Your cautionary observations are duly noted. These are the things I want to hear. I want to know what those being served think and need.
_________________
When God made me He didn't use a mold. I'm FREEHAND baby!
The road to my hell is paved with your good intentions.
I can't help it and please don't take offense but I think you might need to discuss with your therapist there might not be any compensation from the world for your struggles through your life with this. I don't actually believe that you don't know what advocacy is ... go to a local chapter and volunteer, easy. You might get famous one day but I'm not getting why you are kind of bating us to tell you how the world needs to hear your story. How to make this your new profession. The world needs to care enough to hear all of the stories of those who silently struggle. Write a book but don't think we don't hear the bating.
sorry
I can volunteer. But that limits what I can actually do, now, doesn't it? This is really the point. I can only do so much. The limitations on that are based on both my abilities and my situation. The situation cannot be separated from financial resources. This is an inescapable fact.
I don't really give a rip about being famous and my story is quite boring (Person grows up undiagnosed, struggles and survives.
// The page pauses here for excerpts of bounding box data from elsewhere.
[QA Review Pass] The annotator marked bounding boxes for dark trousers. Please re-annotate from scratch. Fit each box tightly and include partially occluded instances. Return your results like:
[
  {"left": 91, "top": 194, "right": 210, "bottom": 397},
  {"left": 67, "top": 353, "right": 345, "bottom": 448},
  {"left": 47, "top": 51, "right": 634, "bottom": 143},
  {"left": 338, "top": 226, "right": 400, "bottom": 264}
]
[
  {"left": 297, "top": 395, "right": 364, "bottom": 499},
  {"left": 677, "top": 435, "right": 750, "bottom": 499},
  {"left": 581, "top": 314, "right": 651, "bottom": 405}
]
Gets diagnosed. Does better. Big woop. Read that story a thousand times in different flavors).
The stories of others are what needs to be told. Not my story.
I don't see anything compelling about writing yet another "disabled people conquer their obstacles and are brave so read this so you can feel good" type book. I don't really have anything new to add to the conversation that belongs in a book.
_________________
When God made me He didn't use a mold. I'm FREEHAND baby!
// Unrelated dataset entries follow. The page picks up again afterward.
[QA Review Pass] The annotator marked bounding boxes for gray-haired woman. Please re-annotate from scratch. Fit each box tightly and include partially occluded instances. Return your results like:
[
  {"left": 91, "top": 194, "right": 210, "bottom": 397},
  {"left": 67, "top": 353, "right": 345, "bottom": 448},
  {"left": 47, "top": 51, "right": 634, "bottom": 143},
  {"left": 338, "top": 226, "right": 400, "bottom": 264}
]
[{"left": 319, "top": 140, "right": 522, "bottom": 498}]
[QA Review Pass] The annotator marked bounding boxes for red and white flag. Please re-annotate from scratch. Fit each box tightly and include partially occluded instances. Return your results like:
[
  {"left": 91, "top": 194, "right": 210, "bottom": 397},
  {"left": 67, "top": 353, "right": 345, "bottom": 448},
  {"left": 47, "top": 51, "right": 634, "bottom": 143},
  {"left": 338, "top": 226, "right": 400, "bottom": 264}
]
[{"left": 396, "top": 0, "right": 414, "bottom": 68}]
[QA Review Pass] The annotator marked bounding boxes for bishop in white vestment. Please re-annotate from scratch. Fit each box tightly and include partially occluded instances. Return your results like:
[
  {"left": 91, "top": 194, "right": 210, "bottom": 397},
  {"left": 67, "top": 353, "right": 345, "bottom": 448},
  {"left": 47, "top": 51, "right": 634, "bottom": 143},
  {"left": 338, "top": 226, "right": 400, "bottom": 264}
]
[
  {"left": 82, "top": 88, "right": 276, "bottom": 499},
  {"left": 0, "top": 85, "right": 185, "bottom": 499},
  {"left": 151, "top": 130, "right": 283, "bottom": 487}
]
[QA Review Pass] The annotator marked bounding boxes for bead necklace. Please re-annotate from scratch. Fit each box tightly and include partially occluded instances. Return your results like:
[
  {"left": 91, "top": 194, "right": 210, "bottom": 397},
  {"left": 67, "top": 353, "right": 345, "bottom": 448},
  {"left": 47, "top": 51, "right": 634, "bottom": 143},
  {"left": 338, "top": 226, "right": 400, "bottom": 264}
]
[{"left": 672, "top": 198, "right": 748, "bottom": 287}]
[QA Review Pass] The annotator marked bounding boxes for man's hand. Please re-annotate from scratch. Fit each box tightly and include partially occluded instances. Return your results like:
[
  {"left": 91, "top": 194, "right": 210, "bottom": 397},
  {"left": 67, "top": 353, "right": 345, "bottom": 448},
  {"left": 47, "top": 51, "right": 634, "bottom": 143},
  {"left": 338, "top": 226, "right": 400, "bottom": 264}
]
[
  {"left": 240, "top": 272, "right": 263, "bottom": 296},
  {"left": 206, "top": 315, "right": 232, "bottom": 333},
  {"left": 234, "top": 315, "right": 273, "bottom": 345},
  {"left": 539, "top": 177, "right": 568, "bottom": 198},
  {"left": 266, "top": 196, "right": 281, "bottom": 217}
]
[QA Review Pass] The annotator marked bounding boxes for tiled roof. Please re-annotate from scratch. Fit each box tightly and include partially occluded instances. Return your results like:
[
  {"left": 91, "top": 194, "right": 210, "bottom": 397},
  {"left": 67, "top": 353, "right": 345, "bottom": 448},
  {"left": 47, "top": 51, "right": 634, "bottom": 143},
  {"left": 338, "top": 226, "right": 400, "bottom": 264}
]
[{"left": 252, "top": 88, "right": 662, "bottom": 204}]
The road to my hell is paved with your good intentions.
I appreciate it you didn't yell at me. I do see you are struggling with 'what to do the rest of your life' and it is hard. I honestly think it is very hard. But to find a way to fit AS into it and support your lifestyle and your family is just kind of icky to me. I think you should do what I guess everyone does at this point in your life, make choices. You have to internalize that you went a path you don't love any more and you are kind of stuck because it isn't fair to those who rely on you to run off and follow your dreams. Hard choices but to brainstorm how to market this new diagnosis to keep your lifestyle intact is just kind of against the grain to me. I don't think you mean it to be but it just doesn't sit right. I hope you find a way to reinvent and you can find what makes you happy. Thank you for reasonably answering me.